Long, long before there were any written words, there were animals—and all the rest of the teeming natural world. Creation is the earliest sacred text given to us. Like Scripture, the natural world, too, opens up an infinite universe of meaning.
Early wisdom seekers gave us a way of reading sacred texts called lectio divina. It’s a way that honors the richness of the text and the dignity of the reader. Reading or listening, we simply ask, What catches my attention? No one gets caught in quite the same way.
Then, if we give that attention-getting bit our best awareness, if we tell ourselves or each other what in the text stopped us in our tracks, and wonder about that, something mysterious happens. A door opens. We sense a path connecting the world of the text to the world of our own experience; we feel a nudge or hear a voice inviting us to explore that path.
The sacred text of the natural world opens its doors—hidden in plain sight—to anyone who “reads” it with an attentive heart. Over and over it happens that one of our creature-kin comes with a word for our unsettled selves. Firefly, loon, chickadee, raccoon—any one of them might be the teacher we need.
What catches my attention? Ask only that as you read the animals’ stories. In your own and others’ responses you may sense a door—often one you didn’t know you were looking for—opening. And through that door, a path, and down that path, the glimmer of a new beginning.
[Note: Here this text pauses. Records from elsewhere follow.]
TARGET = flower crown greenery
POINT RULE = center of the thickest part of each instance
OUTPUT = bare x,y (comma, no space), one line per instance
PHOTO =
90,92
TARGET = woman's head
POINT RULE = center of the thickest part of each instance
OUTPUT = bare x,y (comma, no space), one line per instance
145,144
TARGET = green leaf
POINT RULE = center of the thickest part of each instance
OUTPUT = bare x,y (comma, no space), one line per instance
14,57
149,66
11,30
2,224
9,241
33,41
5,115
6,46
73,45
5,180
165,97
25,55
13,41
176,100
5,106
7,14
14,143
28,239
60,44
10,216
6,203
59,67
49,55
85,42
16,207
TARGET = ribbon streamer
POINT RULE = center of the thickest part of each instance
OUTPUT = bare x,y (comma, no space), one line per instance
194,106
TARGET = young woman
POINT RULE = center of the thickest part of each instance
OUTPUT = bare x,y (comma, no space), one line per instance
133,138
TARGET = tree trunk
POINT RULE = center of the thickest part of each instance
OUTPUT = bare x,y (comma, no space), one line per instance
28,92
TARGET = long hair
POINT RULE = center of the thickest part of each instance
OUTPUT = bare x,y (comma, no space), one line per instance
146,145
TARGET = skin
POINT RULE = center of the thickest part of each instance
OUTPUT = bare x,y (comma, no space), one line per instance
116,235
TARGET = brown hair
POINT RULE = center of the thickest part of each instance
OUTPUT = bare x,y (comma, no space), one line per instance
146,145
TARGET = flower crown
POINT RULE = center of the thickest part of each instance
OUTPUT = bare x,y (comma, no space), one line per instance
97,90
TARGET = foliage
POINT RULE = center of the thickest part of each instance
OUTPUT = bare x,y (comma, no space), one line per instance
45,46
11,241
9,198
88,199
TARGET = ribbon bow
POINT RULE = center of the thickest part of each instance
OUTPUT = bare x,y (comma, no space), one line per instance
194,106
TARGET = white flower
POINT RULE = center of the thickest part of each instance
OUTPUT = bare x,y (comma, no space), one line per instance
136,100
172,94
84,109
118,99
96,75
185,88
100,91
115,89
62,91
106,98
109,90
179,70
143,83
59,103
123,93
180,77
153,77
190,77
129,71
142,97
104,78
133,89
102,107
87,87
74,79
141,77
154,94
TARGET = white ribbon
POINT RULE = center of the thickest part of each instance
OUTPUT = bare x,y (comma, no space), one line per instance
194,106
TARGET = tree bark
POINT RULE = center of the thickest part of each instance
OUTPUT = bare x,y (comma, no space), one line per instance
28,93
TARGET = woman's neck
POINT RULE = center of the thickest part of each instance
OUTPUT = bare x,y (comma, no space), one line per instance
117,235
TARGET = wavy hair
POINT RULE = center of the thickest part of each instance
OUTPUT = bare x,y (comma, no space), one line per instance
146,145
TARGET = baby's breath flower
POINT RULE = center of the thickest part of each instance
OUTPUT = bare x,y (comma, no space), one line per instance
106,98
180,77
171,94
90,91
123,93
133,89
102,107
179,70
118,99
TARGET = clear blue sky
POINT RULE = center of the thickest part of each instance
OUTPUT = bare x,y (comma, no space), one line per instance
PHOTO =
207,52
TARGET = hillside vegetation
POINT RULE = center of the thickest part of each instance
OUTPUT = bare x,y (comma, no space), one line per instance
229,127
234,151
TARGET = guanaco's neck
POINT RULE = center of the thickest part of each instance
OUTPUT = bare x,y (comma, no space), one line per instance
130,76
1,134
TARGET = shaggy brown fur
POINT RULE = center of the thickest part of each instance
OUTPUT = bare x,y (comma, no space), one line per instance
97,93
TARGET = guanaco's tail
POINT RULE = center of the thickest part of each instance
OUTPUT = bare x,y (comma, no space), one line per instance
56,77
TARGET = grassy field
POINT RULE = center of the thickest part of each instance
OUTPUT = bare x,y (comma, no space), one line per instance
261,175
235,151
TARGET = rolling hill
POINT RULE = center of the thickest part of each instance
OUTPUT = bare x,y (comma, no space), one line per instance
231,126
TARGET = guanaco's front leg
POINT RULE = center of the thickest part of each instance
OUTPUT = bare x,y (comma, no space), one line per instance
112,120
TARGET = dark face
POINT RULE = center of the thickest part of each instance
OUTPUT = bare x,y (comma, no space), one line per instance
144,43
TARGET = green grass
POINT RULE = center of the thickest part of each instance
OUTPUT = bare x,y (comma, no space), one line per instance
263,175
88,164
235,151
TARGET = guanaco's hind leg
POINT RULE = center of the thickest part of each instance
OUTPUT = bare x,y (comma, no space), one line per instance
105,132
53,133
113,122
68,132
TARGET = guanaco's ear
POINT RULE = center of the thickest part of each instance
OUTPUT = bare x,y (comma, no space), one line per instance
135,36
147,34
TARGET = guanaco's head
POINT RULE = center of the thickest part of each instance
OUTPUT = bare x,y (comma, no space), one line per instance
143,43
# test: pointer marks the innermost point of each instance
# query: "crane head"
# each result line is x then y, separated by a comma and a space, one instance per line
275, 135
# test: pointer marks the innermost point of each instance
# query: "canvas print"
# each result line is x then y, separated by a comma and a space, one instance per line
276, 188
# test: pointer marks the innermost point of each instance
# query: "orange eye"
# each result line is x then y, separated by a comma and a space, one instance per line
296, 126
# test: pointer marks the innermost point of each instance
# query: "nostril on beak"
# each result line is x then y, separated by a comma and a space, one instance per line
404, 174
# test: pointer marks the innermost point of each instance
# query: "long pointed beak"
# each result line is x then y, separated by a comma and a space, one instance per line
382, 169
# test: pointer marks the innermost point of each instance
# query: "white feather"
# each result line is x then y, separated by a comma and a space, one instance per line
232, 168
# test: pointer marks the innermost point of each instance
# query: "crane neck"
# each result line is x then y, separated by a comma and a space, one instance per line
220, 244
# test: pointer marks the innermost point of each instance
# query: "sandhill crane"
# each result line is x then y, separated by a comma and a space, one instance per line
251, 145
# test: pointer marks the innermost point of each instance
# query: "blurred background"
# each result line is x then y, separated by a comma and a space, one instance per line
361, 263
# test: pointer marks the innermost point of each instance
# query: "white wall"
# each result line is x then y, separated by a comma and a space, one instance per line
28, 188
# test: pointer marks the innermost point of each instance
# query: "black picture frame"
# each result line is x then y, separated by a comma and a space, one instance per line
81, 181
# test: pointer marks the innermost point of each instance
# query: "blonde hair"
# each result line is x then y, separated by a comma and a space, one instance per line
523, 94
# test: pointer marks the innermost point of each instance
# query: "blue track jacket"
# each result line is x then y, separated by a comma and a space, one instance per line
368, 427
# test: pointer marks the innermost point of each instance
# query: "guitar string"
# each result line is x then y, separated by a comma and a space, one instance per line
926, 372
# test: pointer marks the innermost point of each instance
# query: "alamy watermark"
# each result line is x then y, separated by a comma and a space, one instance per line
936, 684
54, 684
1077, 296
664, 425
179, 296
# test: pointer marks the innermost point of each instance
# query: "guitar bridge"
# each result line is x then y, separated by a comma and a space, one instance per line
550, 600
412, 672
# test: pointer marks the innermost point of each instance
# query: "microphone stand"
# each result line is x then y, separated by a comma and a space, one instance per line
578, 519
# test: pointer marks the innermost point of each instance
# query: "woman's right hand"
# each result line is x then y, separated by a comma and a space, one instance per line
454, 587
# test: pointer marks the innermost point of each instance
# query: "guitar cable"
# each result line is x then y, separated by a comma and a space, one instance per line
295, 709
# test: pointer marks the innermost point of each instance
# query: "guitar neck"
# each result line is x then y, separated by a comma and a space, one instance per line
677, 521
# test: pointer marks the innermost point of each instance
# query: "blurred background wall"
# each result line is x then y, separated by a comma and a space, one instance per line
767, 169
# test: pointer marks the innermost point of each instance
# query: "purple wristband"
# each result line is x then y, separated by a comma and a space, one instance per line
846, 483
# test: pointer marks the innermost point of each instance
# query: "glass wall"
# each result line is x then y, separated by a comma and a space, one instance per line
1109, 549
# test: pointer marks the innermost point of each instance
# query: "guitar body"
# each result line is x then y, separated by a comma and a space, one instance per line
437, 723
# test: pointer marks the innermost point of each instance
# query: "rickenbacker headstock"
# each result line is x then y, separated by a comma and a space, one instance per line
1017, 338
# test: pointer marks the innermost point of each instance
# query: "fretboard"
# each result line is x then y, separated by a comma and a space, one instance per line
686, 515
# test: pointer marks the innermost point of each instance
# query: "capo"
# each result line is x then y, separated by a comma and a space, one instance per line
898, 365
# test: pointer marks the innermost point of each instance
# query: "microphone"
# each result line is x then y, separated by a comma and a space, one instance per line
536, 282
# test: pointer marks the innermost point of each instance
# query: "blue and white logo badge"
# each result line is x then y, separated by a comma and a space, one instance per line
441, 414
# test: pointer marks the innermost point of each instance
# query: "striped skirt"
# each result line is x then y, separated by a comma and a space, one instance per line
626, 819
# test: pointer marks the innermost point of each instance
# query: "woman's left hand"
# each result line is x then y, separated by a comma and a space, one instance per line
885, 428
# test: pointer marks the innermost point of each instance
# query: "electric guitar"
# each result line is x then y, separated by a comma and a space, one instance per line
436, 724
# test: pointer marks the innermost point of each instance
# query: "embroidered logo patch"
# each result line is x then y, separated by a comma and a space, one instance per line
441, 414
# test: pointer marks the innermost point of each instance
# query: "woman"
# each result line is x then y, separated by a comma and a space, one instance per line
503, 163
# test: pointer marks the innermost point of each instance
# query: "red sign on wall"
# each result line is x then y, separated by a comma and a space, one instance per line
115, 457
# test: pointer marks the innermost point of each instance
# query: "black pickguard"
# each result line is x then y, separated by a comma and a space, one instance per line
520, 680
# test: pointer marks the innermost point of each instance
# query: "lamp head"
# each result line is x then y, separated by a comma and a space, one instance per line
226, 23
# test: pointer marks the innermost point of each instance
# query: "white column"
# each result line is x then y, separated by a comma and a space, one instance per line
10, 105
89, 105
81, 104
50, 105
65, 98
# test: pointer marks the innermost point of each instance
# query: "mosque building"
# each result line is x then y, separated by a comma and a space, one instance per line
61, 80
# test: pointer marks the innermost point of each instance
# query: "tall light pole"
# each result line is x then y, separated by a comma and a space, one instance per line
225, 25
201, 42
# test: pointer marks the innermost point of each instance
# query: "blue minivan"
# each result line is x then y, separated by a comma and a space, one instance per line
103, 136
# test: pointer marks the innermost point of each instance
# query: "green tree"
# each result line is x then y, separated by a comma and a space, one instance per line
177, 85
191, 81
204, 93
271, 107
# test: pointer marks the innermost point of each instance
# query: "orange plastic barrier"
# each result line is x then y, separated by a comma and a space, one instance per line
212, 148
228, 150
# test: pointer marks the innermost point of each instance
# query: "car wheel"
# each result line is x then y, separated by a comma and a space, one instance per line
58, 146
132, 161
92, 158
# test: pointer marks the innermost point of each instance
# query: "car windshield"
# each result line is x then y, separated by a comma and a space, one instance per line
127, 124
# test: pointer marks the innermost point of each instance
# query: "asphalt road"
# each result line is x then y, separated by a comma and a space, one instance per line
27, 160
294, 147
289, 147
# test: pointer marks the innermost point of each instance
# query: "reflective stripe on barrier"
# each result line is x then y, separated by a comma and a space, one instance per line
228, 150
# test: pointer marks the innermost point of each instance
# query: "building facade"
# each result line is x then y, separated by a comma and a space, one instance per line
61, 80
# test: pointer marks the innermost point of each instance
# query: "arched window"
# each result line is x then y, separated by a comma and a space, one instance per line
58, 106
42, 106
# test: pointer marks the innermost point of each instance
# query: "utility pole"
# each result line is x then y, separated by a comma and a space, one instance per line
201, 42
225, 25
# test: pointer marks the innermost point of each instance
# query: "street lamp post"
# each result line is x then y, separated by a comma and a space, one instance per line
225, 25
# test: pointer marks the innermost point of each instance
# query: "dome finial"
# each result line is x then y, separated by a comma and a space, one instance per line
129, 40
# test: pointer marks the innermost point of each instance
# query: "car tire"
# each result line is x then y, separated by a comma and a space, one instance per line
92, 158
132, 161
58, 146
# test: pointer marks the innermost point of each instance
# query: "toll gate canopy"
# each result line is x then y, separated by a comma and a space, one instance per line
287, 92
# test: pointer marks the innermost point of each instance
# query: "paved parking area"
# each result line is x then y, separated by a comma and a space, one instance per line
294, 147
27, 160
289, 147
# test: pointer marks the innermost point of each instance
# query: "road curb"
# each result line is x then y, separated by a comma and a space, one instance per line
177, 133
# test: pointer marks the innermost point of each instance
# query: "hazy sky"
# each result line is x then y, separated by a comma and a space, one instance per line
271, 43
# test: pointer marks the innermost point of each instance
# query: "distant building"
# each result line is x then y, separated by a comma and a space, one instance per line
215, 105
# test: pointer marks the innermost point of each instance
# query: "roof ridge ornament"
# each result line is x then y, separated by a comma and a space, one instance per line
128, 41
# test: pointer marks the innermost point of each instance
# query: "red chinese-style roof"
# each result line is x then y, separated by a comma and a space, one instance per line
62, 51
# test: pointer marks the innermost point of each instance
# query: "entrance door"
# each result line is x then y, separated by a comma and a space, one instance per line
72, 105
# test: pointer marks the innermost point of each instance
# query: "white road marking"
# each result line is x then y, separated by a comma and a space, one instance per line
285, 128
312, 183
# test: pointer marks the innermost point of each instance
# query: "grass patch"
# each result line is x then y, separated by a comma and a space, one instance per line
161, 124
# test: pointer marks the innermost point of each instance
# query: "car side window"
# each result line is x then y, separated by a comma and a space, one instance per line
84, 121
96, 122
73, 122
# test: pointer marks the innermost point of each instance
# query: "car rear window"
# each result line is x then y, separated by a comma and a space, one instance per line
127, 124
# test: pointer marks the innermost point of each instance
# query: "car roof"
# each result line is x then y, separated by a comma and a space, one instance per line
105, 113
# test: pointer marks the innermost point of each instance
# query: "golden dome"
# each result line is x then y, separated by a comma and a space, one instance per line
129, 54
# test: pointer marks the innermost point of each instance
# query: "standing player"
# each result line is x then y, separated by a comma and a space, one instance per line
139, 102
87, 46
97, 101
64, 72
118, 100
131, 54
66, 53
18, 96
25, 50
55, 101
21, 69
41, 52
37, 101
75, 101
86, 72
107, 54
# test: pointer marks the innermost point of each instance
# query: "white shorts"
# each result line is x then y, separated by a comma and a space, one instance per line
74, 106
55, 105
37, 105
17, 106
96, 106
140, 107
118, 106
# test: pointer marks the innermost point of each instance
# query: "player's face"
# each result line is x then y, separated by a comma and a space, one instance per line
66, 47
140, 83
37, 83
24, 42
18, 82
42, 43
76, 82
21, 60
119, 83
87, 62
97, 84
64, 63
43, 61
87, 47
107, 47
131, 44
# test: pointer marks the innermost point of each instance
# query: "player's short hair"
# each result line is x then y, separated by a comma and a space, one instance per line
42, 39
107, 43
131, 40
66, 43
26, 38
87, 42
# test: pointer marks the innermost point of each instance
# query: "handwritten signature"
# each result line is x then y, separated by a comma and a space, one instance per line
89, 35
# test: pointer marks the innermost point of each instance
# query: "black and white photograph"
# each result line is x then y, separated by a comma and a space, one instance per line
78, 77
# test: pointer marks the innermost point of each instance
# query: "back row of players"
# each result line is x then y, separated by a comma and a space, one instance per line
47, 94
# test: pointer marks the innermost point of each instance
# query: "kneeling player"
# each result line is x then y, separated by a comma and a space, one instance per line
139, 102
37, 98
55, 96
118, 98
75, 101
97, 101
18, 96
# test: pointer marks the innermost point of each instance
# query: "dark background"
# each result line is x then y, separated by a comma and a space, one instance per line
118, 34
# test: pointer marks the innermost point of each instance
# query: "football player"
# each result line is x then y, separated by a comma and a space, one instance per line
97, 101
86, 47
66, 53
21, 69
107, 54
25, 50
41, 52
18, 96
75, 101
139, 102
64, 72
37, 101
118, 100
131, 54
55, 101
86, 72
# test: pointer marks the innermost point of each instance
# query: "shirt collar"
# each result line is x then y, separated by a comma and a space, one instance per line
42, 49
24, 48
Gayles Boss is an author who shines light on the human-animal bond. She writes, "I’ve found it true, what the thirteenth-century mystic Meister Eckhart said: 'God is equally near in all creatures.'"
How do you relate to the notion that giving an attention-getting bit in our natural world our best awareness opens a door of meaning and invitation? Can you share a personal story of a time when one of your "creature-kin"-perhaps a firefly, a bird, or another animal-came with a word for your unsettled self, stopping you in your tracks with something you needed to hear? What helps you read the natural world with an attentive heart, staying present enough to notice which doors are hidden in plain sight and feel the nudge inviting you through them?